Policja apeluje do rodziców
Funkcjonariusze przypominają, że rozmowy z dziećmi na temat bezpieczeństwa na drodze są kluczowe. W takich sytuacjach stawką jest życie i zdrowie - zarówno najmłodszych, jak i innych uczestników ruchu.

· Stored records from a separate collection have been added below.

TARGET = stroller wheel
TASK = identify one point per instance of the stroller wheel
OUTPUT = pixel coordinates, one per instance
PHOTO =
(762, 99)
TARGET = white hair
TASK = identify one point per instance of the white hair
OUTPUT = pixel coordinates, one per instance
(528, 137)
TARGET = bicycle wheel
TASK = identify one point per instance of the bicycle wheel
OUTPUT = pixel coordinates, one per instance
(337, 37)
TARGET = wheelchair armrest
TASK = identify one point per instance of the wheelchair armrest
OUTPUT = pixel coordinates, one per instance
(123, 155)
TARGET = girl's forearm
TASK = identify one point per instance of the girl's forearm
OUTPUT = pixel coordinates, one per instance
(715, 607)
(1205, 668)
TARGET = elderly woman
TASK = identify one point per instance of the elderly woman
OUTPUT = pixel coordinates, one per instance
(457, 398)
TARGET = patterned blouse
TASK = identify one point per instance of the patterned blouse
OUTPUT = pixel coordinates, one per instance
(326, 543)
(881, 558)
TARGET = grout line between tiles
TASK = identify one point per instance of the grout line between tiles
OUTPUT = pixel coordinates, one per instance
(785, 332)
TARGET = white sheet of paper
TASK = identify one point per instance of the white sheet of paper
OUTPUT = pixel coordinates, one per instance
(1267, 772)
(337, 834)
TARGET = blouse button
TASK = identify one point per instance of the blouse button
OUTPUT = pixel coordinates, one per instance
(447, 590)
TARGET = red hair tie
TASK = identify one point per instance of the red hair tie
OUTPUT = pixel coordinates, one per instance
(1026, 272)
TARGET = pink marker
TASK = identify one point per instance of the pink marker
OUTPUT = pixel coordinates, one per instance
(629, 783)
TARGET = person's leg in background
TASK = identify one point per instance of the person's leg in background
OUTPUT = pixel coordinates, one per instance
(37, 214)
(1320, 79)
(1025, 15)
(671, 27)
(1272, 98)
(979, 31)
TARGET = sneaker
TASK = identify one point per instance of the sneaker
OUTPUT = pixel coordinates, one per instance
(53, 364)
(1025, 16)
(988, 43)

Policja zwraca uwagę na najważniejsze zasady:
- hulajnogą elektryczną można poruszać się drogą rowerową lub pasem rowerowym,
- jeśli ich nie ma - po jezdni, ale tylko tam, gdzie obowiązuje ograniczenie do 30 km/h,
- w pozostałych przypadkach należy korzystać z chodnika, jadąc z prędkością zbliżoną do pieszych,
- maksymalna prędkość hulajnogi to 20 km/h,
- osoby poniżej 10. roku życia mogą jeździć hulajnogą wyłącznie w strefach zamieszkania i pod opieką dorosłych,
- dzieci w wieku 10-18 lat muszą mieć kartę rowerową lub prawo jazdy kategorii AM, A1, B1 albo T.
Pamiętajmy o zasadach
Policjanci przypominają, że na hulajnodze elektrycznej zabronione jest przewożenie pasażerów, zwierząt oraz jazda pod wpływem alkoholu. Niewiedza czy brak opieki mogą prowadzić do tragedii - w tym przypadku udało się jej uniknąć tylko dzięki szybkiej reakcji patrolu.